Besluit van 10 mei 2001 tot vaststelling van het tijdstip van inwerkingtreding van de aanpassing van de accijns op laagzwavelige dieselolie

Wij Beatrix, bij de gratie Gods, Koningin der Nederlanden, Prinses van Oranje-Nassau, enz. enz. enz.

Op de voordracht van de Staatssecretaris van Financiën van 9 mei 2001, nr. WV2001/288M, directoraat-generaal voor Fiscale Zaken, directie Wetgeving Verbruiksbelastingen;

Gelet op artikel XVIF, derde lid, van de Wet van 14 december 2000 tot wijziging van belastingwetten c.a. (Belastingplan 2001) (Stb. 569);

Hebben goedgevonden en verstaan:

Enig artikel

De wijziging van artikel 27, eerste lid, onderdeel b, van de Wet op de accijns, genoemd in artikel XVIF, derde lid, van de Wet van 14 december 2000 tot wijziging van belastingwetten c.a. (Belastingplan 2001) (Stb. 569), treedt in werking met ingang van 16 mei 2001.
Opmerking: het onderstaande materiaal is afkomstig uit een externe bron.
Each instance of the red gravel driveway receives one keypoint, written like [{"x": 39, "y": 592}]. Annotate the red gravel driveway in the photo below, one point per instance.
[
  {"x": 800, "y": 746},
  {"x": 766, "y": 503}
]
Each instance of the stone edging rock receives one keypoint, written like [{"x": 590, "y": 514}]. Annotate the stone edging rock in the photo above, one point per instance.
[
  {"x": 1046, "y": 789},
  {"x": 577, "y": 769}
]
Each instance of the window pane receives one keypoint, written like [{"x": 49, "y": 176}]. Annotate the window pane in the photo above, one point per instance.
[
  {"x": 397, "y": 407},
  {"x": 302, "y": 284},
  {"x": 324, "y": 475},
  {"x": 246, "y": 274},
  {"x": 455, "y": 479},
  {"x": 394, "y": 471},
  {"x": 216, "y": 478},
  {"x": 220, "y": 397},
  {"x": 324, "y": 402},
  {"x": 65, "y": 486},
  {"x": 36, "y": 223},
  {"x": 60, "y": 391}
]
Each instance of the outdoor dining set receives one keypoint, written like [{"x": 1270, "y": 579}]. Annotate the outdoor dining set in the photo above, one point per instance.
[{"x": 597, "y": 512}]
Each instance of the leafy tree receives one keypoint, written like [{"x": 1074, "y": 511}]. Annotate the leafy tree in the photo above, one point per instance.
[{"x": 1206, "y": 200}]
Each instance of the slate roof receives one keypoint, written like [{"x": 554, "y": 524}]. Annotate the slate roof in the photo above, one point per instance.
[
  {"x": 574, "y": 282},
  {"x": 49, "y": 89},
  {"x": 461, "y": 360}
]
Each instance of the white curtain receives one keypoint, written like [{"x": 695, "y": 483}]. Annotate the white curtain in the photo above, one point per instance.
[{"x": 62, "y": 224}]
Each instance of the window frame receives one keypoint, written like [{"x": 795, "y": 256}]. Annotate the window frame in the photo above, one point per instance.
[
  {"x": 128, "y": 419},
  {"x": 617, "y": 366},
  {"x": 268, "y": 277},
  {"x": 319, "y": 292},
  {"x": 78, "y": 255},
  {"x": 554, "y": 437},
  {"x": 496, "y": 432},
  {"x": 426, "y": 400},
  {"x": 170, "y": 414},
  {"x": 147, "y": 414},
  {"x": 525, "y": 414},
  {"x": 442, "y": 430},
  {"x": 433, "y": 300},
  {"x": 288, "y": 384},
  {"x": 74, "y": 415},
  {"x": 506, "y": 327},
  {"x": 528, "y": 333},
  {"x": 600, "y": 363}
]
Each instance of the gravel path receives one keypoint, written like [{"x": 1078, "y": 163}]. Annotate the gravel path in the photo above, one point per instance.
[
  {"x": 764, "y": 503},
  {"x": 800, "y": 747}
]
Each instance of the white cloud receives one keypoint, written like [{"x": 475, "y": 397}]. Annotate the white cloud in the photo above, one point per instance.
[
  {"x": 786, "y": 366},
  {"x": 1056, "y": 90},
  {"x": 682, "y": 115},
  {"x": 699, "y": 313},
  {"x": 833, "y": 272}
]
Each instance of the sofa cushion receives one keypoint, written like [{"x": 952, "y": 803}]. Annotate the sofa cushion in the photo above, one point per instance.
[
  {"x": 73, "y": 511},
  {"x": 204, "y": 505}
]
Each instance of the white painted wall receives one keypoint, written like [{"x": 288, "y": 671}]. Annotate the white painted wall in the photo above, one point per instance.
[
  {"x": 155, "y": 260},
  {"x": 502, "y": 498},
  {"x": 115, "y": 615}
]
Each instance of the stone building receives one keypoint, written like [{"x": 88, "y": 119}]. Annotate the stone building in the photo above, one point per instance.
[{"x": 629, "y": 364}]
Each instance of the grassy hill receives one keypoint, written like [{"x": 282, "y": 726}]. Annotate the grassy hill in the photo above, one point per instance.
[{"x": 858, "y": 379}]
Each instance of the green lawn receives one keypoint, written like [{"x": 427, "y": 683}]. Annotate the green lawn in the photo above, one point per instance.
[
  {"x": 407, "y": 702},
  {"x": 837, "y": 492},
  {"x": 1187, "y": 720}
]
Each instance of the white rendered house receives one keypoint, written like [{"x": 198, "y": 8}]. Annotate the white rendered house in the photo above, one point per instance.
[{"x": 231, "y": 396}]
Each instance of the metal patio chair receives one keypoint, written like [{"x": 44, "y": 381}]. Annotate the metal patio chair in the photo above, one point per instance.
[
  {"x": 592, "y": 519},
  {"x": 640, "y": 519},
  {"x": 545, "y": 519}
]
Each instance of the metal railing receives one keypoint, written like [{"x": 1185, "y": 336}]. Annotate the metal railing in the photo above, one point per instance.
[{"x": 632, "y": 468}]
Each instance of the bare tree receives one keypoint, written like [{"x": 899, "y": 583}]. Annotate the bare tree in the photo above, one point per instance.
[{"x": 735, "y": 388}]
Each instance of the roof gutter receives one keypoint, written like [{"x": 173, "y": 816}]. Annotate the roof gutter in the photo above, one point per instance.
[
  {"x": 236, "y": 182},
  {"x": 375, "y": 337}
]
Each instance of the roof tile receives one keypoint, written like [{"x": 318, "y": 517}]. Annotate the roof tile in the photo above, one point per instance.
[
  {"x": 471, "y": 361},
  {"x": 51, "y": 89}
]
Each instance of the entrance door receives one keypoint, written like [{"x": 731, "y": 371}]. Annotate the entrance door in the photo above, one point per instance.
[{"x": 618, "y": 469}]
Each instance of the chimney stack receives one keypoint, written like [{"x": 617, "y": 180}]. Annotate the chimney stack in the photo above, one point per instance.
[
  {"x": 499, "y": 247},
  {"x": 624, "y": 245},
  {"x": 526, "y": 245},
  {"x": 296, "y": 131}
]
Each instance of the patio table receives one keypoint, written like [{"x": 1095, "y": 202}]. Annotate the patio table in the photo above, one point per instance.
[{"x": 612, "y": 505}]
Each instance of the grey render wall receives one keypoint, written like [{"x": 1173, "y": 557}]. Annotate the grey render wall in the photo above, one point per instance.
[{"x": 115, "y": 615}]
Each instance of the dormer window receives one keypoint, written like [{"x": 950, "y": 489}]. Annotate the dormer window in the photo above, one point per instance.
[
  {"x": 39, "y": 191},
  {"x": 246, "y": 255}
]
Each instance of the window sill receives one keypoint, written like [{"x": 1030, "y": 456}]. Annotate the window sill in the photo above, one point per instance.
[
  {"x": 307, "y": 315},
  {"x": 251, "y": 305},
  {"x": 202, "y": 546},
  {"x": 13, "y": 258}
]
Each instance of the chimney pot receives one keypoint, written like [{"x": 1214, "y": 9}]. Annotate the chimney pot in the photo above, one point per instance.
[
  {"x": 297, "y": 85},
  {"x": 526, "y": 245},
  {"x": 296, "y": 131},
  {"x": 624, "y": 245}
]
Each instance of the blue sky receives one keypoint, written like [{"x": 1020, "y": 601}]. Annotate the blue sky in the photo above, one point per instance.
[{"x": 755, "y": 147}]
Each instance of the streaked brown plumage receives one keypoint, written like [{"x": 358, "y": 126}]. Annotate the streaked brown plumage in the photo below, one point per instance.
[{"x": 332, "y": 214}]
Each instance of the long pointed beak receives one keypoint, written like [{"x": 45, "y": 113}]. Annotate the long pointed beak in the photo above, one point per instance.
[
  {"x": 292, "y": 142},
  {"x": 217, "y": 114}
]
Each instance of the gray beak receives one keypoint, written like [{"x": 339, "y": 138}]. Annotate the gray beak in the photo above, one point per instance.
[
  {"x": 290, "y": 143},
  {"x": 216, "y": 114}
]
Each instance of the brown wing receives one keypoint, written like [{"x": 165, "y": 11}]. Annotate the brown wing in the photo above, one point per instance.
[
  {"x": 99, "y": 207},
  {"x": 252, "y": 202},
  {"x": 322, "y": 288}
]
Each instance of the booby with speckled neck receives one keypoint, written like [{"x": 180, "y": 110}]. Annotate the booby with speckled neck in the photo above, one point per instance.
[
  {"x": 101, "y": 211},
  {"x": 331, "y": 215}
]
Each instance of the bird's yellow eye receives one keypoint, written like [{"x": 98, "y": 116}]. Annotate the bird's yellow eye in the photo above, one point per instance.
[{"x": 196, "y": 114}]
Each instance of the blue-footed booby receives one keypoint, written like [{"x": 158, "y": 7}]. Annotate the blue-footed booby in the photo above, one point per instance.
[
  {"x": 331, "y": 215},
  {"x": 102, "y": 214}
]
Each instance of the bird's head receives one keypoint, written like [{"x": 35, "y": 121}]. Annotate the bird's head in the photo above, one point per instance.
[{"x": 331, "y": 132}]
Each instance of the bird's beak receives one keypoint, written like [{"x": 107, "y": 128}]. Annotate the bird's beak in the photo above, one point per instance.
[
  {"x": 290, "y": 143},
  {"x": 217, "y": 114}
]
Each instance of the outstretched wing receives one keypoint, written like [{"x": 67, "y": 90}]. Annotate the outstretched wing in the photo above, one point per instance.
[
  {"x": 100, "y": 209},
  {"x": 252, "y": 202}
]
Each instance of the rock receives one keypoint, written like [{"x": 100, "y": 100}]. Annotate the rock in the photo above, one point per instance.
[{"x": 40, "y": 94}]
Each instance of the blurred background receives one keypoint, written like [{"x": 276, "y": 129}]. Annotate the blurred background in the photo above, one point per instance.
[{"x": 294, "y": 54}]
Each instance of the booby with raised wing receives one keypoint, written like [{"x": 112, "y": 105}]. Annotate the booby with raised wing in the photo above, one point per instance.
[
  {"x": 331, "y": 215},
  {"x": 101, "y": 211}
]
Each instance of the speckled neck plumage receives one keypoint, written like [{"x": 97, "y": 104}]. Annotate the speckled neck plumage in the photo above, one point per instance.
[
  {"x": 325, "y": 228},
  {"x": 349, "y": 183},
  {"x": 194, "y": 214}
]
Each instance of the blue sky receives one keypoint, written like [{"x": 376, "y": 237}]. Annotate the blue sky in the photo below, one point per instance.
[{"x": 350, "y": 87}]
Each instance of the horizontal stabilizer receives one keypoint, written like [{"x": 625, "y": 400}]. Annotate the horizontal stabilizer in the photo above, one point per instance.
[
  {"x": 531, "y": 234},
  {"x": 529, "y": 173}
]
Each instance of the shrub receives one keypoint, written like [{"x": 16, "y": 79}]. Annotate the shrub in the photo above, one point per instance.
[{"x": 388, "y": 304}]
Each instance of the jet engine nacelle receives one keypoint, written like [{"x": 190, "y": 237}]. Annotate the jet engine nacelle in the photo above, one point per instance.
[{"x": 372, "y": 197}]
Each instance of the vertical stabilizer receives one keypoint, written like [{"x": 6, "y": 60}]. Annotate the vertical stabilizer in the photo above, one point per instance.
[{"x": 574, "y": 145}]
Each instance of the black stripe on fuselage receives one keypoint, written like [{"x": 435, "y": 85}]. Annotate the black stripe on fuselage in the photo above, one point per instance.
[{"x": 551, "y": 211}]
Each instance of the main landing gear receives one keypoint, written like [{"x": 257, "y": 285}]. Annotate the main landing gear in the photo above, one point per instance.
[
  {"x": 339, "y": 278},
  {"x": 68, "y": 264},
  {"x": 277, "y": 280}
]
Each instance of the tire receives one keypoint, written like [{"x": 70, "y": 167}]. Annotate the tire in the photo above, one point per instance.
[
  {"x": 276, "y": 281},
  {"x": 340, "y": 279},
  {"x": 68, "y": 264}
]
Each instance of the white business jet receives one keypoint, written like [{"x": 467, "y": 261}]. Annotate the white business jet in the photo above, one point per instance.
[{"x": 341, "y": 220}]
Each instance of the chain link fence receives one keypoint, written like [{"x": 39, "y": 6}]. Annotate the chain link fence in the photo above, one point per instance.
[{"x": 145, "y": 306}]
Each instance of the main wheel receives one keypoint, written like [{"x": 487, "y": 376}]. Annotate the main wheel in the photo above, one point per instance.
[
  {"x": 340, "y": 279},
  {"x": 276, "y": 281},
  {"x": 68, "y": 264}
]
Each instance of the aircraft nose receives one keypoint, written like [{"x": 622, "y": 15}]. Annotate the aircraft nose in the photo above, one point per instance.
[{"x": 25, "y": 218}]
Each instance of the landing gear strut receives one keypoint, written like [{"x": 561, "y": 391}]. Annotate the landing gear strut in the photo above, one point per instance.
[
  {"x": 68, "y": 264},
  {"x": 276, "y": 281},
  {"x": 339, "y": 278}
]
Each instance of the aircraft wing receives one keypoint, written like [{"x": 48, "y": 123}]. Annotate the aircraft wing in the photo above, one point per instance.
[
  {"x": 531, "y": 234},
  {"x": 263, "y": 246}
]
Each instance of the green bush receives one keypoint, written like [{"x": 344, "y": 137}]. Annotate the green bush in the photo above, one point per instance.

Onze Minister van Financiën is belast met de uitvoering van dit besluit dat met de daarbij behorende nota van toelichting in het Staatsblad zal worden geplaatst.

's-Gravenhage, 10 mei 2001

Beatrix

De Staatssecretaris van Financiën,

W. J. Bos

Uitgegeven de vijftiende mei 2001

De Minister van Justitie,

A. H. Korthals

NOTA VAN TOELICHTING

Met toepassing van het op 1 maart 2001 in werking getreden artikel XVID van de Wet van 14 december 2000 tot wijziging van belastingwetten c.a. (Belastingplan 2001) (Stb. 569) is de accijns op laagzwavelige halfzware olie en gasolie (hierna: dieselolie) met ingang van 1 maart 2001 verlaagd met 8,5 cent per liter. In artikel XVIF van die wet is bepaald dat de accijns op laagzwavelige dieselolie wordt verhoogd indien het aandeel laagzwavelige dieselolie in de totale hoeveelheid uitgeslagen en ingevoerde dieselolie een bepaalde omvang heeft bereikt. Een dergelijke aanpassing vindt plaats niet eerder dan de vijftiende dag van de tweede maand volgende op die waarin die omvang is geconstateerd. Het aandeel laagzwavelige dieselolie wordt op grond van het vierde lid van voornoemd artikel XVIF vastgesteld aan de hand van de aangiften die ter zake van de uitslag of de invoer van dieselolie worden gedaan.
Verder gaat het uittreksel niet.